New Year's resolutions in mid October



While shopping at Marshall's yesterday, I noticed that all the Christmas decorations had been set out. Seeing all those Santas and ornaments served as a poignant reminder that my year is almost over and that come the new one, I will most likely be filled with an overwhelming, if short-lived desire, to change for the better the existing me amidst a whirly-whirl of resolutions that I invariably forget as fast as I formulate. Some are old standbys: Lose weight, pay more attention to everything, make full stops at the STOP sign, consciously short-circuit some of my nervous ticks. Others are shaped by new developments: Bought some origami paper - make a collage masterpiece (I like collages), got a new cookbook - cook a recipe from it at least once a week, my toddler is growing up - play with him more, watch Disney less.
In between there are of course, the impossibles. An impossible is neither a standby nor a new resolution. Impossibles tend to be the leap year dreams that for some reason we yearn to achieve but truly, in our heart of hearts, believe unattainable. They hang unfinished without firm articulation because they exist only in the nebulous of wishfulness and not, in the grounding of reality: Someday I'll write a book, someday I'll go back to feeling like the old me (this goes beyond losing weight), someday I'll achieve all those things that the me who knew how to dream thought she had all the time in the world to get to. Someday...

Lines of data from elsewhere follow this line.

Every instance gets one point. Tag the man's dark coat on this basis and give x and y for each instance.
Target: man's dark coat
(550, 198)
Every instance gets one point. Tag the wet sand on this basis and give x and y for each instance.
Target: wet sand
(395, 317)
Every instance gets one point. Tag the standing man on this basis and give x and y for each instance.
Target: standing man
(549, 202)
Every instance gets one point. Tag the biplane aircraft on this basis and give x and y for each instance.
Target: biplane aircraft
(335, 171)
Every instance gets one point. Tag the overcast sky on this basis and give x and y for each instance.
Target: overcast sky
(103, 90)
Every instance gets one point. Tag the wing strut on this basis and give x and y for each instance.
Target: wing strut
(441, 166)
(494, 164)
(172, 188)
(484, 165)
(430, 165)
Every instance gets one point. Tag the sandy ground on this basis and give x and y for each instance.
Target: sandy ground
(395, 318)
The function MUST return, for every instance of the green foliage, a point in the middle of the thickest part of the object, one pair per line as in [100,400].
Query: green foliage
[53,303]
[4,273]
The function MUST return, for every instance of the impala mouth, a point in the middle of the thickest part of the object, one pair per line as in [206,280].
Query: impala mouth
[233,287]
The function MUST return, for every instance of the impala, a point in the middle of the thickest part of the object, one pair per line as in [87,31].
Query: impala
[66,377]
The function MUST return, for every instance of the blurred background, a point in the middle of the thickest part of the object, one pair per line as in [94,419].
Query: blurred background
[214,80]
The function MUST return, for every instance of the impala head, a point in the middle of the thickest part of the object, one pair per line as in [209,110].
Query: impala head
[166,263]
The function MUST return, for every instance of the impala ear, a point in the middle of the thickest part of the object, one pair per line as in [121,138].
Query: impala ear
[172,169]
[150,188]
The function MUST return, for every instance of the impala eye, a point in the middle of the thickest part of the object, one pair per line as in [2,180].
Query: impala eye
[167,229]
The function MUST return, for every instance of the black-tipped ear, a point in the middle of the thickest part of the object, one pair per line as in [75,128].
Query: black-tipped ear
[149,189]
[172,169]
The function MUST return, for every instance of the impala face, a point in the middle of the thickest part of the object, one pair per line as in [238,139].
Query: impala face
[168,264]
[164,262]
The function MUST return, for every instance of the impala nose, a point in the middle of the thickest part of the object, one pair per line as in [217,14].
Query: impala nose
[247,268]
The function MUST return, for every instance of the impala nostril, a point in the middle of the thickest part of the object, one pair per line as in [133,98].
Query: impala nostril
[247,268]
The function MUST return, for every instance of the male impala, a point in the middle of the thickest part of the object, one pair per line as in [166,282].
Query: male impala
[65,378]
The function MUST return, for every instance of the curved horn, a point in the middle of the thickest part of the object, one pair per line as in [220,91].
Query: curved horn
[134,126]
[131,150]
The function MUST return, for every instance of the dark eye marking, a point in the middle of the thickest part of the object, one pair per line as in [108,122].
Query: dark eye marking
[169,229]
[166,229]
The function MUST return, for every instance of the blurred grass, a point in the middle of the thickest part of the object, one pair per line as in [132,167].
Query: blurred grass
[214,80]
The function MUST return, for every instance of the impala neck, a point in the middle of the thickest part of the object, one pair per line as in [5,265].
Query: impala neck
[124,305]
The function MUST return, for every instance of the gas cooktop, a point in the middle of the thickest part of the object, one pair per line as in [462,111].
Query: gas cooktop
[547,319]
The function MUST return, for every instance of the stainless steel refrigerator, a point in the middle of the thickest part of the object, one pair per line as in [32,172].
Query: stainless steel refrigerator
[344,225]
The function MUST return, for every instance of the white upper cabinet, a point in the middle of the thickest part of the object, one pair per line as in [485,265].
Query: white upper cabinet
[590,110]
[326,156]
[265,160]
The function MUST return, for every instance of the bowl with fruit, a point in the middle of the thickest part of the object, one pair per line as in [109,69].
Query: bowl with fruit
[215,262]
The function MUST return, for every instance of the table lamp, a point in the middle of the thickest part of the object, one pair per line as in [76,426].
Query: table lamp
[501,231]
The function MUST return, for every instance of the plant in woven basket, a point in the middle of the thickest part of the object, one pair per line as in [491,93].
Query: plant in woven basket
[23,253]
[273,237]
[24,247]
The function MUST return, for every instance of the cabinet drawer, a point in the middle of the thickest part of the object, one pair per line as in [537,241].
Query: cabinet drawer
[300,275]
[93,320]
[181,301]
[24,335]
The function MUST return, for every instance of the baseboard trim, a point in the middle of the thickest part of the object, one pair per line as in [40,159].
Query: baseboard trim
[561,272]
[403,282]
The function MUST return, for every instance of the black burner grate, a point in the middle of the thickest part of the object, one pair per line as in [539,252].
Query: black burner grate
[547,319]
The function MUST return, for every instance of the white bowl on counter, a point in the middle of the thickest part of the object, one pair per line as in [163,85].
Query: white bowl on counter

You will be happy to know that to a certain degree, and thanks to the Christmas Shopping race of all things, today is someday for me. These words do not constitute a book but they are a published writing. I am putting something of myself out there as flawed as it is and in so doing, I have broken out of the impossible into the real. I now pat myself mentally on the back and make yet another resolution. I will continue to write for me and for you but, mostly for me because, in entering into this pact, I chip away at the mental wall of my laziness and inhibitions. This is me. Here I am. Hello.